People in a Leeds suburb are launching a huge campaign to restore a treasured landmark.
The Oakwood Traders And Residents Association is aiming to raise the £120,000 needed to save Oakwood Clock.
The group is planning to contact organisations, businesses and householders across the area, asking them to contribute what they can to the fund.
And the Friends of Roundhay Park (FoRP) has pledged the first £1,000 to kickstart the fundraising drive.
Roger Williams, local businessman and committee chairman, said: “We want to restore it to its former glory and try to ensure that it is maintained in that good state.
“And we want to get it done as soon as possible.”
He added: “It’s a much-loved feature of Oakwood and I think everybody wants to see it restored.
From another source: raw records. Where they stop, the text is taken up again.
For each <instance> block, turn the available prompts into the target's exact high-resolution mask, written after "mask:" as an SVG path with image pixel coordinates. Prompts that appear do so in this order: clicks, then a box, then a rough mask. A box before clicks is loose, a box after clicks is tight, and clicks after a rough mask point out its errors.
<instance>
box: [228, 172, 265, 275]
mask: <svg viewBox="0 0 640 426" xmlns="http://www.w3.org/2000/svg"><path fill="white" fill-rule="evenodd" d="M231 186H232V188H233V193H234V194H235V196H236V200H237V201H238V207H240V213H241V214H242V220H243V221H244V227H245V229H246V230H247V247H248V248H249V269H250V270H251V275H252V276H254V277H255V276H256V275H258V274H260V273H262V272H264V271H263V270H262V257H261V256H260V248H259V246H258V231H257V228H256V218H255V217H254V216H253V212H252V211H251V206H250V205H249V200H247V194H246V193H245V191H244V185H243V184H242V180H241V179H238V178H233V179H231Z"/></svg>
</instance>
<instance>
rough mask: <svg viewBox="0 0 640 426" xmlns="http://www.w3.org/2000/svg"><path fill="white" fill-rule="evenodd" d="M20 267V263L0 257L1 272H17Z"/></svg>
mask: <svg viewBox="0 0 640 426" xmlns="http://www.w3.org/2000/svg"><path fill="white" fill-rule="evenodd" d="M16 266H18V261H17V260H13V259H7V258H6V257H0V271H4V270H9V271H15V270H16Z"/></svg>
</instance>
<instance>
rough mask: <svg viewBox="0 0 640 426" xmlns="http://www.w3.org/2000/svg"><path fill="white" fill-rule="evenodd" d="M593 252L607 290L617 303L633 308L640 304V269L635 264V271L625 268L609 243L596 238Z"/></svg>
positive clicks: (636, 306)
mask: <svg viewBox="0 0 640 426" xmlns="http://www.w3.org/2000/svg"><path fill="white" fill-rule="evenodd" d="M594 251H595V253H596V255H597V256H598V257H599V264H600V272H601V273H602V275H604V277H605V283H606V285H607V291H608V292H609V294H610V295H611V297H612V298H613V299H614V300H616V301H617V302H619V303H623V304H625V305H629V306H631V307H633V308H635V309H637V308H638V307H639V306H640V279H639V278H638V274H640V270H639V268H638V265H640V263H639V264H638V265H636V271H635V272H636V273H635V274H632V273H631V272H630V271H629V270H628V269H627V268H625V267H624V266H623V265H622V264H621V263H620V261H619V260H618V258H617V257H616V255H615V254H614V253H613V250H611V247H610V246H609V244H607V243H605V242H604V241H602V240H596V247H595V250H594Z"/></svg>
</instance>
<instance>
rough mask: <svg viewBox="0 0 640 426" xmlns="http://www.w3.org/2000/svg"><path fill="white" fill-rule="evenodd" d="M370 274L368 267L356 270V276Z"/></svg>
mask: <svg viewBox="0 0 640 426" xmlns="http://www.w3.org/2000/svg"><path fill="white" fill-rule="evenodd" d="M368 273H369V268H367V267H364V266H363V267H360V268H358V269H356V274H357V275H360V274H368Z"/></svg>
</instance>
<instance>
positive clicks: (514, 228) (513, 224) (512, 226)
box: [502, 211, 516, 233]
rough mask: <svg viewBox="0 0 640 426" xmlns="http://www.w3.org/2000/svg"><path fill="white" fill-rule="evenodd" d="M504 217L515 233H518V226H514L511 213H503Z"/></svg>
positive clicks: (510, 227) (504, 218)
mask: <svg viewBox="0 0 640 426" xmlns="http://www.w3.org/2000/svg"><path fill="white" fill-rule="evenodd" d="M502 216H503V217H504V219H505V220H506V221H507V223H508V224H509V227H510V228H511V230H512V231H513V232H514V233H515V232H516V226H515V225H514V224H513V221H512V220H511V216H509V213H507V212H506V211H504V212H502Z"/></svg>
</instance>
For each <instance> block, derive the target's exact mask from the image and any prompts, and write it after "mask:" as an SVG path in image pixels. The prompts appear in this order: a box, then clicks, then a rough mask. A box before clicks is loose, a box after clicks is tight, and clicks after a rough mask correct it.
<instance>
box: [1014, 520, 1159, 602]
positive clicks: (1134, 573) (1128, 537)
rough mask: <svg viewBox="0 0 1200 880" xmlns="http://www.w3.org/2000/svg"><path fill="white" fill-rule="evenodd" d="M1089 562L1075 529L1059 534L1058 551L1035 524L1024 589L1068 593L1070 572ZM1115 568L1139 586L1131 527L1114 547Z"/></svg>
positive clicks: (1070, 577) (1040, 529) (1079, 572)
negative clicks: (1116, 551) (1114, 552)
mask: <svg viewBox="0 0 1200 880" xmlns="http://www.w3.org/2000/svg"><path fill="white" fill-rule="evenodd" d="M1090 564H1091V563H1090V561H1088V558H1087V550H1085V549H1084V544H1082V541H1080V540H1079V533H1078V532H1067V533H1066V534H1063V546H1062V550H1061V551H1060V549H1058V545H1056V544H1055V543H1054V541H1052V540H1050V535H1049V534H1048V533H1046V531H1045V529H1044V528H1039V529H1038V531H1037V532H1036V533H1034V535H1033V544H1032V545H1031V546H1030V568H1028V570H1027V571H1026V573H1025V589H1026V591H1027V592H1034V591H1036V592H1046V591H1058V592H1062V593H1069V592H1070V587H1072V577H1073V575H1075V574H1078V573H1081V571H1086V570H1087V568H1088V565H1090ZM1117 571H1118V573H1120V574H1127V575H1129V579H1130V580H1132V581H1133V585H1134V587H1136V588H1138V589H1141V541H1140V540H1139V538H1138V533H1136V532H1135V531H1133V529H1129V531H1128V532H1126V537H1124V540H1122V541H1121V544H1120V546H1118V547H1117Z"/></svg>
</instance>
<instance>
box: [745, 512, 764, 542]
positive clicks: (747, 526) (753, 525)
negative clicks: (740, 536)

It’s looking rather sad at the moment and it reflects badly on the whole area.”
The base of the clock, off Roundhay Road, was recently fenced off for repairs after a rotting post collapsed.
Julia Wilson, chairperson of FoRP, said: “It wasn’t dangerous but it looked horrendous.”
It was thought the landmark’s future had been secured as long ago as 2009, with the promise of cash from Tesco under plans for a larger store to replace its existing shop on Roundhay Road.
But with the supermarket project now not expected to get underway until at least 2014, locals feared the clocktower wouldn’t survive the wait.
As well as asking locals to fund the project, the committee will also be applying for charity funding to restore the tower.
And plans for a raffle, with cash prizes and gifts provided by traders in the local area, are already under way.
Mr Williams said that with the right prizes, he hoped it could raise as much as £30,000.
Although the clocktower is a public building, cash-strapped Leeds City Council cannot afford to restore it.
But all three Roundhay councillors – Coun Ghulam Hussain, Coun Christine Macniven and Coun Bill Urry – are backing the project and hope to provide some funding through their MICE money.
Oakwood clock was made by William Potts & Son, one of the most important makers of turret clocks in Britain and the last firm of clockmakers to receive the Royal Warrant from Queen Victoria. It was originally situated at Kirkgate Market in Leeds city centre but moved to Oakwood 100 years ago.